What’s in Your Wine Goblet?

halloweenHalloween is a sacred season at our house. My kids start planning their costumes in June, begin begging for house decorations in August, and start their official countdown to All Hallows Eve in September. I love trick-or-treating with them … a night of warm memories of getting costumes ready, meeting up with friends, and pleading for wine from my neighbors. Ever notice that every parent who trick-or-treats with their costumed kids has a cup in hand?? Be it a Starbucks one (newbie attempt at cover up), red Solo cup (neon sign there’s alcohol inside), or silly goblet from Party City (nice effort to be festive), these cups of cheer get us through the night.

Once we’ve had our well-earned wine, we can withstand the rollercoaster of kids’ sugar highs and lows that vacillate from fever-pitch excitement to puddle of tears, and we can cheerfully holler “Happy Halloween!” to the hoards snagging fists of candy from bowls that empty in minutes.

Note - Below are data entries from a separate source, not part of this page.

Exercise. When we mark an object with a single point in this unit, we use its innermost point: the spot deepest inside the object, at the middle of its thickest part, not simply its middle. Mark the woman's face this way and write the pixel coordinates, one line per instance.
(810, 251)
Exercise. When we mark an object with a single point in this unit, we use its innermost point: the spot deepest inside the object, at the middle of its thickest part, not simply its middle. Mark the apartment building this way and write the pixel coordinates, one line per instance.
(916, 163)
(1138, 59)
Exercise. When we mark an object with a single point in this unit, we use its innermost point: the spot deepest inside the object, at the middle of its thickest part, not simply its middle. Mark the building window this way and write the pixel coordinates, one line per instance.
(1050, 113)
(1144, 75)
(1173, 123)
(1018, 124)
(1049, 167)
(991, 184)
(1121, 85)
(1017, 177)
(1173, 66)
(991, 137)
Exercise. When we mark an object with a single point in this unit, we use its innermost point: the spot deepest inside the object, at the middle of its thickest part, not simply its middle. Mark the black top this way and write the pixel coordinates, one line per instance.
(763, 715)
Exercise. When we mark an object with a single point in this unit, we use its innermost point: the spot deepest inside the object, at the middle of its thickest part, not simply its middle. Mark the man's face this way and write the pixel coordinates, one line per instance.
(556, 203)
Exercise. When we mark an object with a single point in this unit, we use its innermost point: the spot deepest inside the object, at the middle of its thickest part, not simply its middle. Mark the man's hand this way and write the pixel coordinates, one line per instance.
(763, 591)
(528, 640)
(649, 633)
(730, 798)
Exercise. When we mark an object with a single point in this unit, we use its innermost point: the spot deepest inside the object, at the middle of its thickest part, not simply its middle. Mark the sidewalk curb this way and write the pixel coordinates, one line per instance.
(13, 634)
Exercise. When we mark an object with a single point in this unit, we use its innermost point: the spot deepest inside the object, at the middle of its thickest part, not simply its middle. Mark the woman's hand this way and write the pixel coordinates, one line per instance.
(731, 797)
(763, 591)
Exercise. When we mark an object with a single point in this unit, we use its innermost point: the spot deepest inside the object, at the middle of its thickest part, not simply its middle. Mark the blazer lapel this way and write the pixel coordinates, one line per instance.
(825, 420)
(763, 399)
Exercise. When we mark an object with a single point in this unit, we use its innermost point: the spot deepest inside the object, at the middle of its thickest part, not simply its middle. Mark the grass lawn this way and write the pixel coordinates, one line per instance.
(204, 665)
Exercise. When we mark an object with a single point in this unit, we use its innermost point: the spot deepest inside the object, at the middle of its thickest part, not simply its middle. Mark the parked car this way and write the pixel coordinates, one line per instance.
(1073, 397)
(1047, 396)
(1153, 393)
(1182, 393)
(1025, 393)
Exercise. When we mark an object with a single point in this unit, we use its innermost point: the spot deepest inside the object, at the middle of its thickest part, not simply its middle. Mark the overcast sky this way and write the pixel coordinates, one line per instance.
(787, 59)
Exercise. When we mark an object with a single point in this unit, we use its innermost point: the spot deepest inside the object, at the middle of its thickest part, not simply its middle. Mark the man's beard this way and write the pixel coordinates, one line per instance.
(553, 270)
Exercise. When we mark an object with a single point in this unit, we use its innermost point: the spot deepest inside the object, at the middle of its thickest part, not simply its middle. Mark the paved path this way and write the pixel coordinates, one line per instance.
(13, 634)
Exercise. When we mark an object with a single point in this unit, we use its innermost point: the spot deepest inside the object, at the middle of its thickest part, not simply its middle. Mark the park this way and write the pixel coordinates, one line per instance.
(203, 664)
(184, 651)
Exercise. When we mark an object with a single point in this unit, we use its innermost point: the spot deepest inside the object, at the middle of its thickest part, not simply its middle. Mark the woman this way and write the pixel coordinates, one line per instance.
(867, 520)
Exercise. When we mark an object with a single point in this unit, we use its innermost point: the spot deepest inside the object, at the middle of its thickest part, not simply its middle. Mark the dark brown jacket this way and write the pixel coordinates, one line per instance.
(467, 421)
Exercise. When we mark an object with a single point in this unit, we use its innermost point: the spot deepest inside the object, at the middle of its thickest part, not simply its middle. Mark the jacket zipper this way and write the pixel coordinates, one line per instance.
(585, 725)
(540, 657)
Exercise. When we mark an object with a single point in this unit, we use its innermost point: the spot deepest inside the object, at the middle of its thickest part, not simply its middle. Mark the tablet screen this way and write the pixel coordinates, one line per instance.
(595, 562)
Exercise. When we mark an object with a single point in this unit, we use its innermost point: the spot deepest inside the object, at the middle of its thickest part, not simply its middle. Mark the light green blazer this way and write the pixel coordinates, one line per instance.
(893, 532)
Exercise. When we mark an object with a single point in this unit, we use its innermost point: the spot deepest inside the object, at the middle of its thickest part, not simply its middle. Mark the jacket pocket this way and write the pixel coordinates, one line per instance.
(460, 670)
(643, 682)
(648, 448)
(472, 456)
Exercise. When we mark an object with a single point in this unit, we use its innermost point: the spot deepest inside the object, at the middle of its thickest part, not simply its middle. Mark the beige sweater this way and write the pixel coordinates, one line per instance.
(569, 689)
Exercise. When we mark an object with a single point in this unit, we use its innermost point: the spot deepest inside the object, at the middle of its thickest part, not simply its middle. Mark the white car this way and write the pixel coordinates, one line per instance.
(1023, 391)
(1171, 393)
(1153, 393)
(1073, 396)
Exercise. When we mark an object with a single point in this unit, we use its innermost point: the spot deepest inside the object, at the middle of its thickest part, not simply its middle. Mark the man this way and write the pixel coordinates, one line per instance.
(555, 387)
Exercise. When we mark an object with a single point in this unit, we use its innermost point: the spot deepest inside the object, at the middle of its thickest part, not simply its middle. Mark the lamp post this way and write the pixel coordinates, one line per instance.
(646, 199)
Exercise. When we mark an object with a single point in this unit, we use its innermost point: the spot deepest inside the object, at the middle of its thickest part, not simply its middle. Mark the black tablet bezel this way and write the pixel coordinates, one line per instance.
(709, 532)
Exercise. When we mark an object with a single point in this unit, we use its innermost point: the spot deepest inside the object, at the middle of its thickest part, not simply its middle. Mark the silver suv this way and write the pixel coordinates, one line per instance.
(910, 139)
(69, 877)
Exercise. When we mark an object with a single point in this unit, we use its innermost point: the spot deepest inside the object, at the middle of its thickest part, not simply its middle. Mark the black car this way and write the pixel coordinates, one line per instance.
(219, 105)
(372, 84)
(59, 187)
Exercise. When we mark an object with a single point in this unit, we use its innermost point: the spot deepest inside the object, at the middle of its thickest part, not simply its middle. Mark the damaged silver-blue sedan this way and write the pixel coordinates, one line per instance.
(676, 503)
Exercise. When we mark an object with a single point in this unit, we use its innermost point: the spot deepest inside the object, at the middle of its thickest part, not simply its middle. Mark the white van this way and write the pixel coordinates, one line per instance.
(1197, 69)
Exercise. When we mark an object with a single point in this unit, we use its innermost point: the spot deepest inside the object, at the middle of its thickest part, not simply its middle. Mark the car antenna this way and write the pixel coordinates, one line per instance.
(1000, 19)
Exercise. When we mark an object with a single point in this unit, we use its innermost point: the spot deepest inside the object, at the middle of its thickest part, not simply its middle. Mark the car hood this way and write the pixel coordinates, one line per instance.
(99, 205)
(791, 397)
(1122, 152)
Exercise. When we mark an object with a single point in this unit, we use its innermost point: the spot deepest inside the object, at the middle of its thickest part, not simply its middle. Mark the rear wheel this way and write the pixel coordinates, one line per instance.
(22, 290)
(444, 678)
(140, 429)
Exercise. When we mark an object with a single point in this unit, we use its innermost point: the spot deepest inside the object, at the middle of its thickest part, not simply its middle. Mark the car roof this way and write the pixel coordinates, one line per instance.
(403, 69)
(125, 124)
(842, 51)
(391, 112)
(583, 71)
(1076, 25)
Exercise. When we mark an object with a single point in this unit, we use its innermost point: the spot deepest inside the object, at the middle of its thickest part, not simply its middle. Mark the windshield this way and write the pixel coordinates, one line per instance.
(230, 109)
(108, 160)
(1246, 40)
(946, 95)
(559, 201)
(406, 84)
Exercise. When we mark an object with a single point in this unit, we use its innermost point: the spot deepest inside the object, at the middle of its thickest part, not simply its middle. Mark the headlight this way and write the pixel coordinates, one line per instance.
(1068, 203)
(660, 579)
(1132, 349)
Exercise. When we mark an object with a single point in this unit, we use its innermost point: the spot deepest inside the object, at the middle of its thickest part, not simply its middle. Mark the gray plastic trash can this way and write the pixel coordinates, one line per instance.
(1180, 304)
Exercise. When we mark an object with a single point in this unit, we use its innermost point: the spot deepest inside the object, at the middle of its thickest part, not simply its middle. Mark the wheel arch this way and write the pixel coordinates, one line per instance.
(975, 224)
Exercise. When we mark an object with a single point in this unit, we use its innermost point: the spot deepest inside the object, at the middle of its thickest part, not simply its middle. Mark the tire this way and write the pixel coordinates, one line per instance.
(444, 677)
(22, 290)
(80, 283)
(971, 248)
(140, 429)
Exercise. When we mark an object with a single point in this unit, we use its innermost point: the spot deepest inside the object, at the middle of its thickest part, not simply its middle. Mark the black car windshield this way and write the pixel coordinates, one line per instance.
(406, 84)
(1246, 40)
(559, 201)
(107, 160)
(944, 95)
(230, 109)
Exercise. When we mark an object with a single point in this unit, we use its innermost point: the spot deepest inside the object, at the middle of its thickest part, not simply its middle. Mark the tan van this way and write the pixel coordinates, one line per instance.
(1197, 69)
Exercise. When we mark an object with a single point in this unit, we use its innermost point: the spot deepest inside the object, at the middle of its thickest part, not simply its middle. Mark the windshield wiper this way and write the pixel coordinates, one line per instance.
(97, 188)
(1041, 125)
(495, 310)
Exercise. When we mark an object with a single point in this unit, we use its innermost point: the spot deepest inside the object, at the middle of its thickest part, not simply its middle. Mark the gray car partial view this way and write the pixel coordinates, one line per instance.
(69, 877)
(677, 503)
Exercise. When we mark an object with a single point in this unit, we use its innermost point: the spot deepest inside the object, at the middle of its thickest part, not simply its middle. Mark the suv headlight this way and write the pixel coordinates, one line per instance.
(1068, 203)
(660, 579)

While my kids plot their night for months, I do some planning, too—mostly what wines (note the plural) I’ll be pouring to ensure my kiddie well wishes are pleasantly in tune. The first thing I’ll do is pop my new favorite Champagne: Palmer & Co Brut Reserve NV from Reims, France (about $50). This full and round bubbly is produced with grapes from mainly Grand and Premier Crus with an extensive time on the lees (four years). It pairs as well as anything with my kids’ half-eaten bowls of Franken Berry, Boo-Berry, and Count Chocula cereals that get them through the monster-y night, along with their string cheese for protein.

As they rush to get into costume, I’ll move from bubbles to white wine. I will not be tricked this year by the early bird that rings the doorbell before 5 p.m. I will be ready with my glass of Soter Vineyards North Valley 2014 Chardonnay (about $25). I love the touch of French oak that gives this Oregon chard depth. Odds are good I’ll be pairing it with the leftover string cheese.

Once the kids are in costume, they’ll plead to leave the house. I’ll make them wait until nightfall, and I’ll endure this transition from dusk to dark with red wine. It pairs best with the requisite Reese’s cup or Heath Bar that I “charge” them per house. This year, I’ll fill my Franken-goblet with one of my favorites from Andrew Murray, the Tous Les Jours 2014 Syrah (about $15). Its smoky undertones and full-mouth black fruits will keep my insides warm and my mind right on a chilly Halloween night.